Just the name of this coffee may give you an idea of what this product looks like: these are green coffee beans that haven’t yet been roasted. It’s hard to believe that green coffee beans and the brown ones we’re familiar with are the same product because they have a different color, texture, and smell.
The taste of green coffee is much softer, lighter, and more acidic. If the drink is prepared correctly, it will be thick. Some people describe the taste of green coffee as “herbal” or compare it to green or herbal tea, but it’s still not exactly the same. It’s because of this specific taste that you most likely won’t find green coffee on the menu of your favorite coffee shop. The production process is also different: to make a cup of green coffee, you need to soak the beans, boil them over low heat, and strain them. Green coffee doesn’t look like ordinary coffee in terms of the color of the drink — it’s more of an amber hue with a hint of green.
Differences in content
Coffee beans contain a compound known as chlorogenic acid. It can also be found in other foods, such as blueberries, tomatoes, or eggplant. But coffee beans contain much more of it. This acid is good for your health (we’ll talk about that below). However, as soon as you start roasting coffee beans, the level of this acid in their composition drops sharply while the beans get their renowned coffee taste.
Another difference in composition is the amount of caffeine it contains. It’s known that as the roasting time increases, the amount of caffeine decreases. This means that there is more caffeine in lighter roasts than in darker ones. Green coffee, on the other hand, has even more caffeine than lightly roasted coffee.
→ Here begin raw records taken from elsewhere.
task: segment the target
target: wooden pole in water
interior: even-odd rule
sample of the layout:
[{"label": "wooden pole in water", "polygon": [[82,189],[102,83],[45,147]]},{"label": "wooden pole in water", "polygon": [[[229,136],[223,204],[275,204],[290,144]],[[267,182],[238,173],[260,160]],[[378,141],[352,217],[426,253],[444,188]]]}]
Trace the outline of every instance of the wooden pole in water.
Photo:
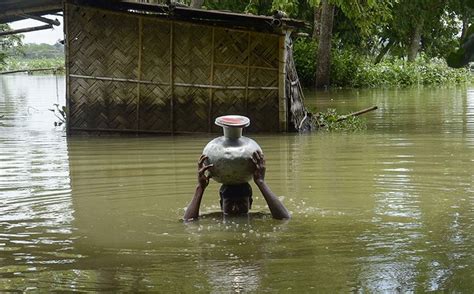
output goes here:
[{"label": "wooden pole in water", "polygon": [[35,72],[35,71],[48,71],[52,70],[54,72],[64,70],[64,67],[50,67],[50,68],[32,68],[32,69],[18,69],[18,70],[10,70],[10,71],[3,71],[0,72],[0,75],[7,75],[19,72]]},{"label": "wooden pole in water", "polygon": [[353,113],[349,113],[347,115],[343,115],[340,118],[338,118],[336,120],[336,122],[346,120],[346,119],[348,119],[349,117],[352,117],[352,116],[358,116],[358,115],[361,115],[361,114],[364,114],[364,113],[367,113],[367,112],[370,112],[370,111],[374,111],[376,109],[378,109],[377,106],[372,106],[372,107],[362,109],[362,110],[359,110],[359,111],[356,111],[356,112],[353,112]]},{"label": "wooden pole in water", "polygon": [[[353,112],[353,113],[349,113],[347,115],[343,115],[343,116],[339,117],[336,120],[336,122],[340,122],[340,121],[348,119],[349,117],[358,116],[358,115],[361,115],[361,114],[364,114],[364,113],[367,113],[367,112],[370,112],[370,111],[373,111],[373,110],[376,110],[376,109],[378,109],[377,106],[372,106],[372,107],[362,109],[362,110],[359,110],[359,111],[356,111],[356,112]],[[324,128],[324,127],[326,127],[325,124],[318,125],[318,128]]]}]

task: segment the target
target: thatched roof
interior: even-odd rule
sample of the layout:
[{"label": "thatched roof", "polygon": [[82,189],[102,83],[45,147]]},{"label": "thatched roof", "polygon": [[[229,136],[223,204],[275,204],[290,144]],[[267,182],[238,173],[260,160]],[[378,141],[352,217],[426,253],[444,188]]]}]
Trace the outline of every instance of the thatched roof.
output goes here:
[{"label": "thatched roof", "polygon": [[[170,20],[205,23],[209,25],[245,28],[256,31],[279,32],[282,29],[300,28],[302,21],[284,18],[281,15],[261,16],[226,11],[195,9],[179,5],[139,3],[127,0],[66,0],[72,4],[87,5],[107,10],[145,14]],[[2,0],[0,1],[0,23],[24,19],[24,14],[44,15],[56,13],[63,8],[61,0]]]},{"label": "thatched roof", "polygon": [[25,19],[22,14],[45,15],[63,8],[61,0],[2,0],[0,1],[0,23]]},{"label": "thatched roof", "polygon": [[163,5],[138,3],[130,0],[67,0],[69,3],[105,8],[108,10],[145,14],[169,20],[181,20],[208,25],[244,28],[264,32],[279,32],[282,29],[297,29],[305,26],[300,20],[276,16],[233,13],[218,10],[196,9],[176,4]]}]

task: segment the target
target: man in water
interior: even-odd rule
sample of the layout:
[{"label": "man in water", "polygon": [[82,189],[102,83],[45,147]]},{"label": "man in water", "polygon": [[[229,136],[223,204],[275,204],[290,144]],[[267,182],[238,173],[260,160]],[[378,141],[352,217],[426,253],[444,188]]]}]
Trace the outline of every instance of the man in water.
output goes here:
[{"label": "man in water", "polygon": [[[207,185],[209,185],[210,176],[206,175],[206,171],[212,168],[212,164],[204,165],[207,156],[201,155],[198,161],[198,185],[194,197],[189,203],[183,219],[185,221],[194,220],[199,217],[199,207],[201,199],[204,195]],[[252,162],[255,165],[253,180],[267,202],[268,208],[275,219],[289,219],[290,213],[278,199],[278,197],[270,190],[265,182],[265,159],[260,151],[252,155]],[[252,207],[252,188],[248,183],[239,185],[222,185],[219,189],[221,197],[220,204],[224,215],[238,216],[246,215]]]}]

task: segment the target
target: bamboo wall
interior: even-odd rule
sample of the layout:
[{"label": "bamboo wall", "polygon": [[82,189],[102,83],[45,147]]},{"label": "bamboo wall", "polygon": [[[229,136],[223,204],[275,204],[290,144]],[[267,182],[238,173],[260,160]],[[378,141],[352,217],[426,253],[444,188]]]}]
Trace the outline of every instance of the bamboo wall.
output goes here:
[{"label": "bamboo wall", "polygon": [[224,114],[286,130],[284,36],[73,4],[65,14],[70,133],[221,132]]}]

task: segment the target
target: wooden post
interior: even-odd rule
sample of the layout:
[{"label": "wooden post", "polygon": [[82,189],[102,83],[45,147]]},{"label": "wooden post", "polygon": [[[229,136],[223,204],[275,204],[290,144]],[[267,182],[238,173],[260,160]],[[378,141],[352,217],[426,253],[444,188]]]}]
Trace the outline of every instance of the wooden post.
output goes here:
[{"label": "wooden post", "polygon": [[[211,75],[210,75],[210,82],[209,84],[211,86],[214,85],[214,52],[216,50],[215,48],[215,29],[212,28],[212,51],[211,51]],[[208,131],[209,133],[212,132],[212,106],[213,106],[213,100],[214,100],[214,90],[213,88],[209,88],[209,114],[208,114],[208,119],[209,119],[209,128]]]},{"label": "wooden post", "polygon": [[286,101],[286,42],[290,38],[291,31],[279,37],[279,62],[278,62],[278,114],[280,132],[288,131],[288,107]]},{"label": "wooden post", "polygon": [[[138,18],[138,81],[142,80],[143,18]],[[137,83],[137,130],[140,129],[140,82]]]},{"label": "wooden post", "polygon": [[64,22],[64,27],[63,27],[63,35],[64,35],[64,45],[66,48],[64,48],[64,68],[65,68],[65,74],[66,74],[66,136],[71,135],[71,77],[70,75],[70,61],[69,61],[69,50],[71,48],[70,46],[70,35],[69,35],[69,7],[68,4],[64,1],[63,2],[63,22]]},{"label": "wooden post", "polygon": [[245,115],[249,114],[249,84],[250,84],[250,32],[247,33],[247,77],[245,80]]},{"label": "wooden post", "polygon": [[170,22],[170,127],[174,134],[174,23]]}]

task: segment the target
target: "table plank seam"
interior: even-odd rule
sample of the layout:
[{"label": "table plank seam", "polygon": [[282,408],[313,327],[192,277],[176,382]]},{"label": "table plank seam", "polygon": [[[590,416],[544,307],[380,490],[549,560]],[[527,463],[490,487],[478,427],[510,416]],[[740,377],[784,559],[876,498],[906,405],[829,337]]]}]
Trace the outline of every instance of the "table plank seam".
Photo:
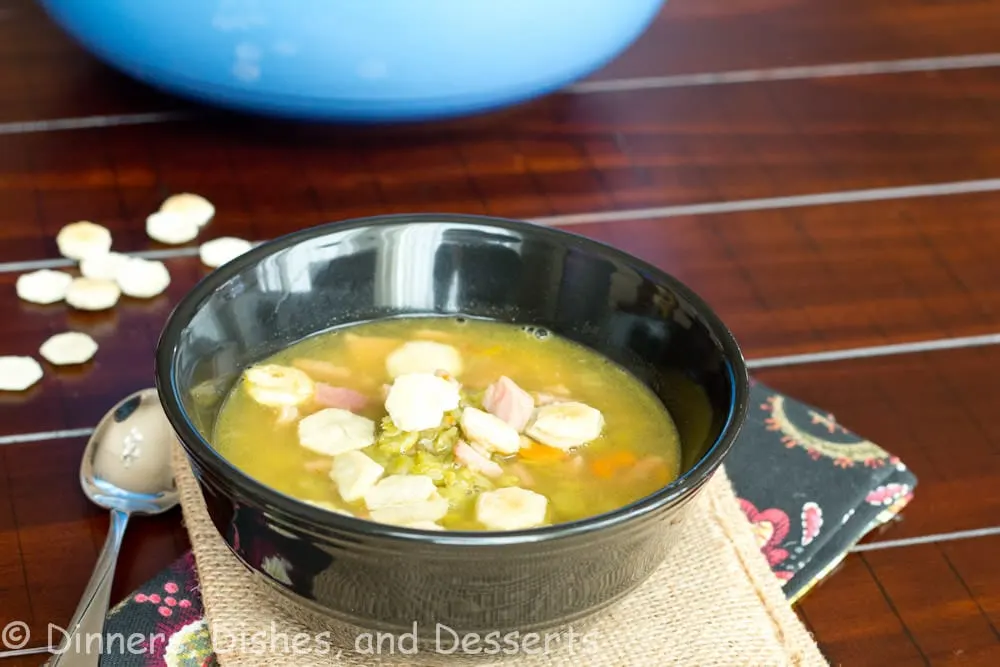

The chlorogenic acid that evaporates from beans during roasting is believed to be good for your health. In particular, it might affect blood vessels and reduce blood pressure. This acid might also affect how the body handles blood sugar.
Despite the fact that, at the moment, there is no convincing scientific data on the clear and precise effect of green coffee on the body, people take it for diabetes, obesity, or high cholesterol.